Маленькая ассистентка обратилась в управление института, в чьем ведении находилась лаборатория Быкова, с просьбой сообщить ей, числится ли за университетом какое-либо оборудование, принадлежащее институту. Ей важно это узнать, и как можно скорее.
Предположения ее оказались правильными: исправный кредитор оказался весьма неисправным плательщиком: за ним числилось немало чужого имущества. Она настояла на том, чтобы кредитору предложили вернуть оборудование института, после чего он получит свой прибор.
Быков так и не узнал, почему вдруг прекратились претензии университета на газообменный аппарат…
— Вы отдали прибор? — спросил как-то ученый сотрудницу.
— Нет, — спокойно ответила она.
— Хорошо сделали, — сказал он, — хорошо!
Случалось, что девушку вдруг покидала ее деловитая строгость. Она становилась любезной и мягкой и даже подолгу могла болтать. Никто не узнавал в ней прежнюю ассистентку — молчаливую, сдержанную и непримиримую. Удивительно, что это происходило, когда дела и заботы особенно донимали ее и возбужденная мысль стояла перед трудной задачей. Оказывается, что так ей легче обдумать будущий опыт, принять решение, с чего начинать. Странная способность под покровом покоя домогаться победы в тяжелой борьбе! Пройдет некоторое время, состояние беззаботности минует, и она станет прежней, дела и заботы пойдут своим чередом.
Маленькую ассистентку, обремененную множеством дел, можно нередко встретить у Быкова. В кабинете у него всегда много людей, он до крайности занят, и ей приходится подолгу его ждать.
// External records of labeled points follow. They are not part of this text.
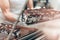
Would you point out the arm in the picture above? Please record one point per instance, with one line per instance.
(30, 4)
(5, 7)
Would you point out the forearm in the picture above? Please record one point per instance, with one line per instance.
(30, 4)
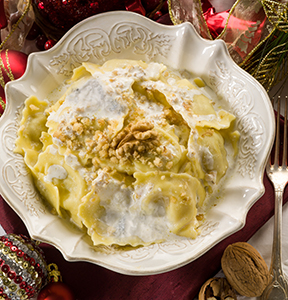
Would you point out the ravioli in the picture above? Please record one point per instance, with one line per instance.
(130, 152)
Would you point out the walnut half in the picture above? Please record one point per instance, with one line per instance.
(217, 289)
(245, 269)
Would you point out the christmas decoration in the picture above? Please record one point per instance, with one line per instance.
(12, 66)
(55, 289)
(23, 269)
(254, 31)
(16, 19)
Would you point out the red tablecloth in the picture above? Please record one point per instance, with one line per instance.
(91, 282)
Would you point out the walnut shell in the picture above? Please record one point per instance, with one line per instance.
(245, 269)
(217, 288)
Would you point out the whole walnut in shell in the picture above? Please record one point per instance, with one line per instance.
(245, 269)
(217, 288)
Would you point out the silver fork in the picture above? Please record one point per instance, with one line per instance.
(277, 289)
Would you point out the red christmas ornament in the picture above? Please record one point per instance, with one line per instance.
(23, 269)
(12, 66)
(55, 291)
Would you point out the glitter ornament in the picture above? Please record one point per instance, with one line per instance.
(12, 66)
(23, 269)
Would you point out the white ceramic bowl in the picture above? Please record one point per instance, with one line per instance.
(129, 35)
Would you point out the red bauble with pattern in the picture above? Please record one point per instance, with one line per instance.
(12, 66)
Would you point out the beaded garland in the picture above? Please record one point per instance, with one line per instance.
(23, 269)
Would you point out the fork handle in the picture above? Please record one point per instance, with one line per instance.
(277, 289)
(276, 260)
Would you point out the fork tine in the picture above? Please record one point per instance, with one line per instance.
(284, 158)
(277, 141)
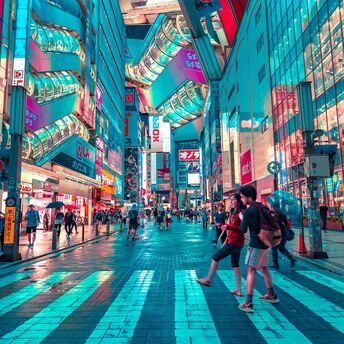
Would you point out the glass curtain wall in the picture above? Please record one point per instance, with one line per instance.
(306, 43)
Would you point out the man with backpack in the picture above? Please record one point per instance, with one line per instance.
(287, 235)
(257, 251)
(133, 221)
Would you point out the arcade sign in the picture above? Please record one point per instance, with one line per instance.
(188, 154)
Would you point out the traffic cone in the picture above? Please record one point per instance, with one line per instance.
(300, 245)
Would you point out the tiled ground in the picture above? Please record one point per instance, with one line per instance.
(144, 291)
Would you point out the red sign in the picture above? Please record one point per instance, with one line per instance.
(246, 167)
(188, 154)
(100, 144)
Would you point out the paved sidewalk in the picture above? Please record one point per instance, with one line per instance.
(43, 243)
(333, 244)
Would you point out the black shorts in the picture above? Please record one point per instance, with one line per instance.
(133, 224)
(228, 250)
(31, 229)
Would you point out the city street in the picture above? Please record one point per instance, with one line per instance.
(145, 291)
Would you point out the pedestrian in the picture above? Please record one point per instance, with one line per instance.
(323, 209)
(168, 218)
(284, 225)
(74, 223)
(220, 220)
(257, 252)
(205, 218)
(58, 221)
(32, 221)
(232, 247)
(68, 222)
(133, 222)
(45, 221)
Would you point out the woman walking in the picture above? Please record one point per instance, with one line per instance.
(232, 247)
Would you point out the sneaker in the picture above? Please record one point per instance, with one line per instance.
(237, 293)
(204, 282)
(246, 307)
(270, 298)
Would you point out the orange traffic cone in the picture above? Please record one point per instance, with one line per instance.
(301, 243)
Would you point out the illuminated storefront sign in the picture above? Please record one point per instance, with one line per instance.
(9, 225)
(155, 125)
(246, 167)
(79, 156)
(100, 144)
(188, 154)
(99, 98)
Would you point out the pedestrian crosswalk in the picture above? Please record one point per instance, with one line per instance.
(194, 318)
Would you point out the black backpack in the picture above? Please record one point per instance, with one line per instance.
(270, 233)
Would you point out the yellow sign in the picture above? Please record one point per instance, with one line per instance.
(9, 225)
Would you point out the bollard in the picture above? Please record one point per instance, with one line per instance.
(54, 238)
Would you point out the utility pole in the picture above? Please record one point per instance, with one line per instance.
(19, 35)
(309, 133)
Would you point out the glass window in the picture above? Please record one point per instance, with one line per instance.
(338, 61)
(304, 14)
(258, 14)
(260, 43)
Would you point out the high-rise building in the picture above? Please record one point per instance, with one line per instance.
(69, 58)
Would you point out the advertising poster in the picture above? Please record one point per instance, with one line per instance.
(246, 167)
(79, 156)
(156, 134)
(131, 171)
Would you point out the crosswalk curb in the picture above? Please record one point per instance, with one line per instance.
(58, 251)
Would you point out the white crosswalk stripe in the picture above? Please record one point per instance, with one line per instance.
(21, 296)
(119, 322)
(272, 325)
(324, 280)
(191, 308)
(55, 313)
(317, 304)
(13, 278)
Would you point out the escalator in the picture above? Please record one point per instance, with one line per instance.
(42, 145)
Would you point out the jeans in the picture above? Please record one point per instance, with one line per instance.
(281, 247)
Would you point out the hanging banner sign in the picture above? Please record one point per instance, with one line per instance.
(9, 225)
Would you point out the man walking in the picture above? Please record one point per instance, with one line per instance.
(32, 221)
(323, 209)
(257, 253)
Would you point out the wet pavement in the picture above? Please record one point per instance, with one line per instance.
(145, 291)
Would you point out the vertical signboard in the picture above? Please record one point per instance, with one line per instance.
(156, 134)
(9, 225)
(245, 167)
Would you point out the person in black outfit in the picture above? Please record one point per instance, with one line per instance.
(323, 209)
(283, 222)
(68, 222)
(220, 219)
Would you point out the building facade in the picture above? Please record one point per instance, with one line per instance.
(306, 44)
(64, 57)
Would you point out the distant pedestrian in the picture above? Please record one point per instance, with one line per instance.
(232, 247)
(168, 218)
(68, 222)
(204, 215)
(284, 225)
(32, 221)
(220, 220)
(257, 252)
(323, 209)
(74, 223)
(58, 220)
(133, 222)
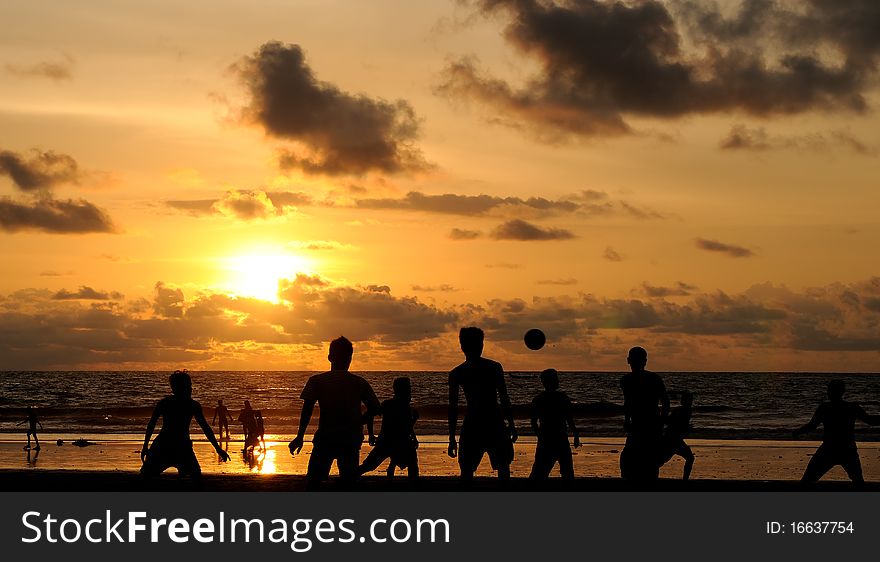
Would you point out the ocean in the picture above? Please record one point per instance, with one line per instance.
(726, 405)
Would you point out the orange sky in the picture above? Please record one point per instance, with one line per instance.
(216, 185)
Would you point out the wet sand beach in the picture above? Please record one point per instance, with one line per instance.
(113, 464)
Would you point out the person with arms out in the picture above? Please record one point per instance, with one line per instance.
(32, 422)
(173, 447)
(260, 429)
(397, 438)
(838, 418)
(551, 411)
(483, 430)
(678, 425)
(339, 395)
(248, 423)
(221, 412)
(645, 408)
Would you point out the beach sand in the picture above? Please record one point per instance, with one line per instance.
(744, 461)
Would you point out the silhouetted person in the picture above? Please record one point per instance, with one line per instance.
(32, 423)
(397, 438)
(838, 418)
(551, 411)
(32, 461)
(248, 424)
(645, 407)
(173, 447)
(221, 412)
(678, 425)
(483, 430)
(340, 432)
(260, 428)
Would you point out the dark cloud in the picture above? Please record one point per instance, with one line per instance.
(569, 281)
(729, 249)
(344, 133)
(611, 254)
(461, 234)
(444, 288)
(57, 71)
(86, 293)
(602, 63)
(679, 290)
(244, 204)
(757, 139)
(54, 216)
(39, 331)
(524, 231)
(741, 137)
(467, 205)
(194, 207)
(40, 170)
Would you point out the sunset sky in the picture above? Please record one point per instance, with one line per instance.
(230, 185)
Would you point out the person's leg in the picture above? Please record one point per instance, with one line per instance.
(470, 453)
(501, 454)
(412, 466)
(543, 463)
(319, 466)
(375, 457)
(821, 463)
(685, 452)
(852, 464)
(347, 461)
(566, 463)
(189, 465)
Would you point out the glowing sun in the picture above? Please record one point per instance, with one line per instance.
(256, 275)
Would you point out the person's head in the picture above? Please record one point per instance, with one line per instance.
(836, 388)
(402, 388)
(637, 359)
(340, 354)
(550, 379)
(181, 383)
(471, 340)
(687, 398)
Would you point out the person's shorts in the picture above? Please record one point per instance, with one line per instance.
(162, 456)
(475, 442)
(671, 447)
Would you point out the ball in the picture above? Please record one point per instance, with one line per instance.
(535, 339)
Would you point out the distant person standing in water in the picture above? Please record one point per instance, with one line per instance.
(221, 412)
(248, 424)
(397, 438)
(551, 411)
(339, 395)
(32, 423)
(483, 430)
(838, 418)
(173, 447)
(645, 408)
(260, 426)
(678, 425)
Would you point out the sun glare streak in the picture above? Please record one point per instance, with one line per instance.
(257, 274)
Особенно могут затянуться его разговоры с другими, когда встреча с помощницей ничего хорошего ему не сулит. Она имеет основания быть им недовольной: ученый обещал явиться на опыт и не пришел, обещал что-то выяснить и забыл… Он угадывал ее настроение по сдержанным движениям, сгорбившейся фигурке и низко опущенным глазам, но, пока в кабинете остается хоть кто-нибудь, кроме него, она будет терпеливо молчать.
Бывает и так — профессор, завидев помощницу, оставляет все дела, чтобы расспросить:
— Что у вас нового? Добились чего-нибудь? Расскажите.
Кабинет его рядом с ее лабораторией, он знает все, что творится у нее, но она умеет с увлечением рассказывать, и ему просто приятно послушать ее.
Годы мало изменили ассистентку, не изменили они и Быкова. По-прежнему обширен круг его интересов, по-прежнему тесно ему в лаборатории. Он любит многое другое и не менее страстно. Его волнует коллекция ex libris, новый экспонат в обширном альбоме, оригинальное измышление библиофила, театр и музыка, выставка живописи. Случается, что Быков оставляет замечательный опыт, не доводит его до конца и спешил к букинисту порыться в книгах, купить уникум, украшенный редким автографом. Быкова знают коллекционеры и скупщики картин, они не раз убеждались, что он за деньгами не постоит, отдаст последнее за сущую безделицу.